Due anni fa era stato Michel Houellebecq con il suo romanzo “Soumission” a immaginare una Francia governata dai Fratelli musulmani, descrivendovi la docile sottomissione delle élites progressiste pronte ad adattarsi al nuovo regime giuridico ispirato ai precetti della legge coranica. Il romanzo uscì proprio in concomitanza con la strage alla sede della redazione del settimanale satirico Charlie Hebdo generando reazioni contrastanti.

Anni prima lo stesso scalpore aveva fatto Éric Zemmour, ebreo di origini algerine e opinionista de Le Figaro pubblicando il suo “Le suicide français”, un atto d’accusa contro il Sassantotto e i suoi prodotti ideologici, i quali avrebbero castrato la Francia privando gli uomini francesi della loro virilità e condannando il paese all’islamizzazione. E la lista di autori potrebbe continuare. Pierre Manent e Alain Finkielkraut, Fabrice Hadjadj e Pascal Bruckner, pensatori differenti ma tutti contrassegnati dallo stesso destino: essere etichettati come “neo-reazionari” e banditi dai salotti della cultura politicamente corretta, quando non accusati di prestare il fianco al Front national.

Ma Onfray, classe 1959, saggista prolifico, è tutt’altro che il “becero codino” che qualcuno si aspetterebbe: attivista del Maggio francese, apologeta dell’ateismo e critico della globalizzazione da alcuni anni con le sue prese di posizione su utero in affitto, teorie gender e islam ha prodotto un cortocircuito nel paradigma della gauche. Primo firmatario in Francia di un appello per l’abolizione universale della maternità surrogata, nel suo precedente saggio “Pensare l’Islam” (non pubblicato in Francia, ma edito in Italia per i tipi Ponte alle Grazie) Onfray ha mosso una critica durissima all’islamismo, scatenando la polizia di pensiero transalpina che già prese di mira i libri di Oriana Fallaci.
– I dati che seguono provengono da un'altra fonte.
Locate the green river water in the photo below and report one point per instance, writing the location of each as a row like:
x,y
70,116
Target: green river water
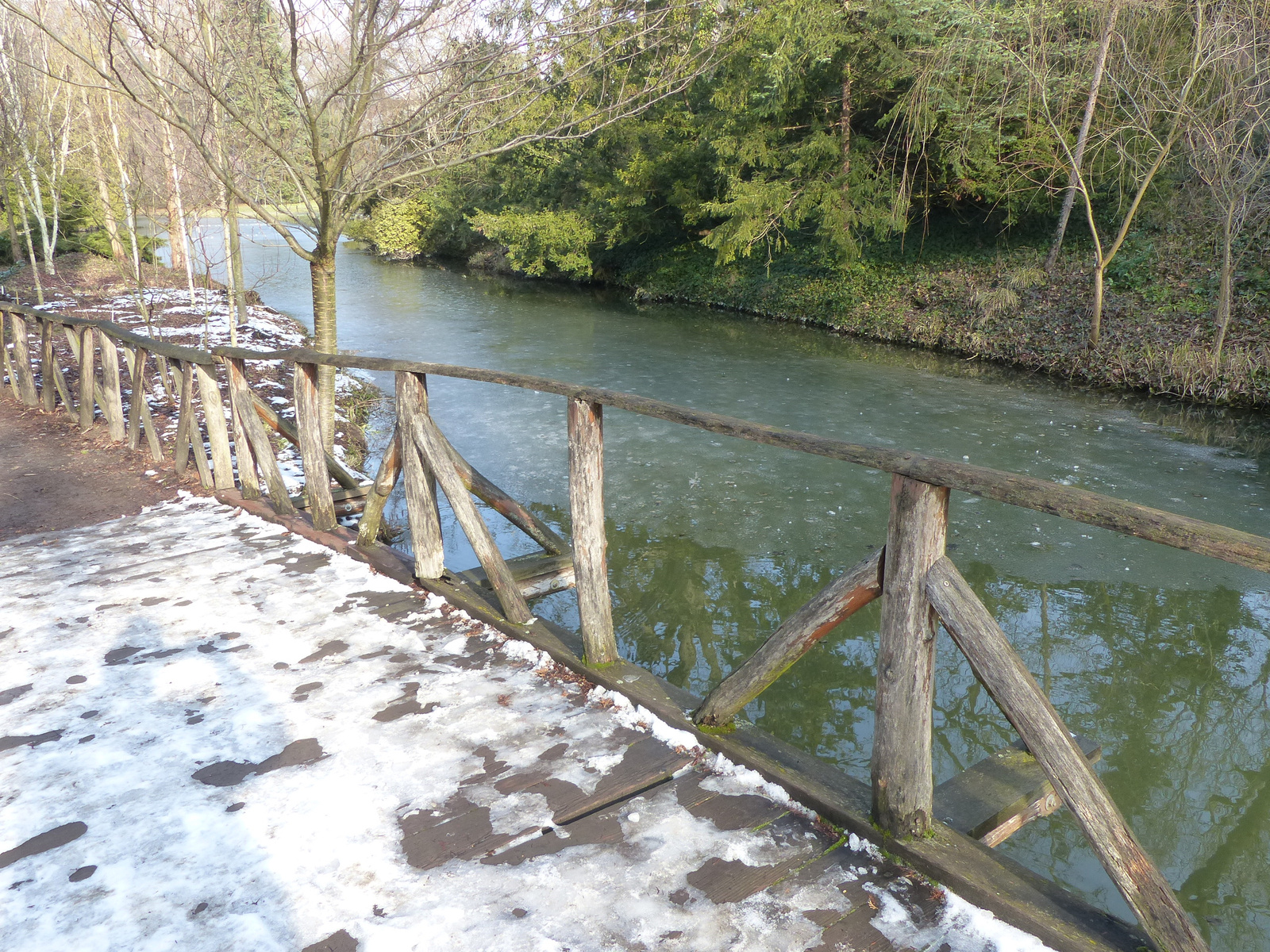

Sembrano lontani i tempi quando l’autore francese, teorico di una filosofia edonista e libertaria, sembrava fare di tutta l’erba un fascio, scrivendo che tutte le religioni portano con sé il germe del fanatismo e della intolleranza. Una idea, quella di Onfray, condivisa con altri alfieri della propaganda anticristiana. Sappiamo come funziona la polemica antireligiosa in mezza Europa: il mondo laico sarebbe assediato da visioni arcaiche e antimoderne, ma gli strali degli ateisti, guarda caso, si concentrano sempre e solo sul cristianesimo, mentre un silenzio assordante e una autocensura dilagante rapiscono gli stessi pensatori quando ci si trova a parlare di Islam.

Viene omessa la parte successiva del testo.